The 37-year-old NFL legend is calling it quits after 17 seasons, and said it was "time for me to create a new legacy".
According to ESPN.com, Lewis is set to return in the Ravens' wild-card game against the Colts on Sunday (January 6) after tearing his triceps two months ago. It will likely be his final game in Baltimore, even if the Ravens win because of their #4 seed entering the playoffs.
"I talked to my team today," Lewis said this week. "I talked to them about life in general. And everything that starts has an end. For me, today, I told my team that this will be my last ride."

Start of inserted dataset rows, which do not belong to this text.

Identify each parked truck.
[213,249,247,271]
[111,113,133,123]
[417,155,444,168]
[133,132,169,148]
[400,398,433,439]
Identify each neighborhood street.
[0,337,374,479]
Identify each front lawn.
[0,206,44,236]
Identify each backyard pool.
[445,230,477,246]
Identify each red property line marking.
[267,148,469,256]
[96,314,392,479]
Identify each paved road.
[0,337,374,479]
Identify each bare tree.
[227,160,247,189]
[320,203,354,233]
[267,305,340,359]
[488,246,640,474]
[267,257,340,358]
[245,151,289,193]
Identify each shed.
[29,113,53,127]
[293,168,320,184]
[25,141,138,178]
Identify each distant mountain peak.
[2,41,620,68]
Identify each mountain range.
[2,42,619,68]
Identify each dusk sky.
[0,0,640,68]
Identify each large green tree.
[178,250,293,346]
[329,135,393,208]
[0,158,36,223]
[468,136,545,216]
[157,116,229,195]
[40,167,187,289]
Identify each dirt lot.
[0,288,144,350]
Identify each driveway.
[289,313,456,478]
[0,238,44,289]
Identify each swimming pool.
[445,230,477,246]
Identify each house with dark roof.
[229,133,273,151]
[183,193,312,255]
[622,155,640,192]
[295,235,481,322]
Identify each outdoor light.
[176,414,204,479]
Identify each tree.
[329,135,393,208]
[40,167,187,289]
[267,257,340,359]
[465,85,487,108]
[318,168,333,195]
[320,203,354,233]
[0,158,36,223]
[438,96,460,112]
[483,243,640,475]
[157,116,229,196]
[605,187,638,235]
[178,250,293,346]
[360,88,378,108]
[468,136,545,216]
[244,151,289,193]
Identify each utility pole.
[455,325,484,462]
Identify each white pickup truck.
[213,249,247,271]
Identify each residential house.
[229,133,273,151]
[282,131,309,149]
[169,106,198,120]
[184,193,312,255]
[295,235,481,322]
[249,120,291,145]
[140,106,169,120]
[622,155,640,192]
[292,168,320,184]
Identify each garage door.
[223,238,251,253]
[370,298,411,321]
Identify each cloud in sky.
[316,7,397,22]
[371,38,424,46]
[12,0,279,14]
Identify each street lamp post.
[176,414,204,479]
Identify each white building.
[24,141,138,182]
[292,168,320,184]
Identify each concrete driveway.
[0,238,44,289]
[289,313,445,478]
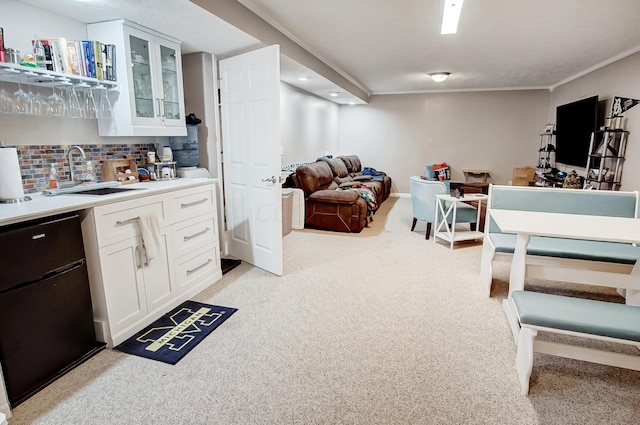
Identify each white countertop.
[491,209,640,243]
[0,178,217,226]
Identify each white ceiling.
[18,0,640,100]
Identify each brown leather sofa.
[292,155,391,233]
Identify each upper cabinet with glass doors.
[87,20,187,136]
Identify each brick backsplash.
[15,144,154,193]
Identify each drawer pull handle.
[183,227,211,242]
[116,217,140,226]
[180,198,209,208]
[187,258,213,276]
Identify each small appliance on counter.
[169,113,211,177]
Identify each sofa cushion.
[318,156,349,178]
[338,155,362,174]
[296,161,338,196]
[309,190,359,204]
[333,176,355,186]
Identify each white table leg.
[509,233,531,296]
[618,260,640,306]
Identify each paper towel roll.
[0,148,24,200]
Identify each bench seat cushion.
[489,233,640,264]
[512,291,640,342]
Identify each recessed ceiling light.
[440,0,464,34]
[429,72,451,83]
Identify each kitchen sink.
[42,181,144,196]
[63,187,140,195]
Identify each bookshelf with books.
[40,37,117,81]
[87,19,187,136]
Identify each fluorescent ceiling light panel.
[440,0,464,34]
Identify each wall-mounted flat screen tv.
[556,96,598,168]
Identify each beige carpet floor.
[10,198,640,425]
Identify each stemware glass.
[0,80,13,114]
[13,76,32,114]
[67,86,84,118]
[84,88,98,120]
[95,84,113,119]
[47,86,67,117]
[25,72,47,115]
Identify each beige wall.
[339,90,549,193]
[548,53,640,190]
[280,83,340,165]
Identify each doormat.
[115,301,238,364]
[222,258,242,274]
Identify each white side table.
[433,193,489,250]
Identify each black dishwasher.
[0,213,104,407]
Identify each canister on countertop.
[5,48,20,64]
[0,27,7,62]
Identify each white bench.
[504,291,640,395]
[480,185,640,296]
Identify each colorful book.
[93,40,104,80]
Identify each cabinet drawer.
[171,215,218,257]
[174,244,222,293]
[94,199,163,247]
[166,186,215,223]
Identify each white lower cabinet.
[82,185,222,347]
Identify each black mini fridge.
[0,213,105,407]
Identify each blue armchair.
[409,176,478,239]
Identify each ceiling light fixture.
[440,0,464,34]
[429,72,451,83]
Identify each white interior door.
[220,45,282,276]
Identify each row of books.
[40,38,117,81]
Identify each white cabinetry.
[87,20,187,136]
[82,184,222,347]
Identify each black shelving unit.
[585,129,629,190]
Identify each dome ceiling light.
[429,72,451,83]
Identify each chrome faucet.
[67,145,87,183]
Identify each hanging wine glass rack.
[0,62,118,90]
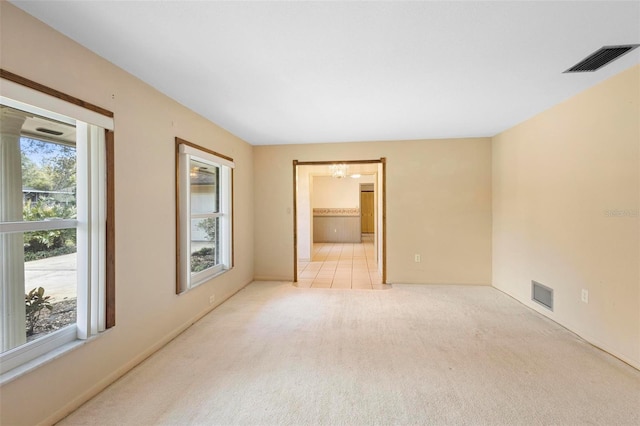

During his illustrious career, Lewis has gone to 12 Pro Bowls, been named first-team All-Pro seven times, and been voted NFL Defensive Player of the Year twice. According to ESPN.com, just four players in NFL history have been selected to more than Pro Bowls than Lewis (Bruce Matthews, 14; Jerry Rice, 13; Reggie White, 13; Tony Gonzalez, 13).
He also led the Ravens to the 2000 Super Bowl title, where he was named MVP. He was the key figure that season in a defense that set the NFL record for fewest points allowed in a 16-game season.
Lewis hinted at retirement last summer, when he said he couldn't see himself playing past age 37. Well, he turned 37 in May.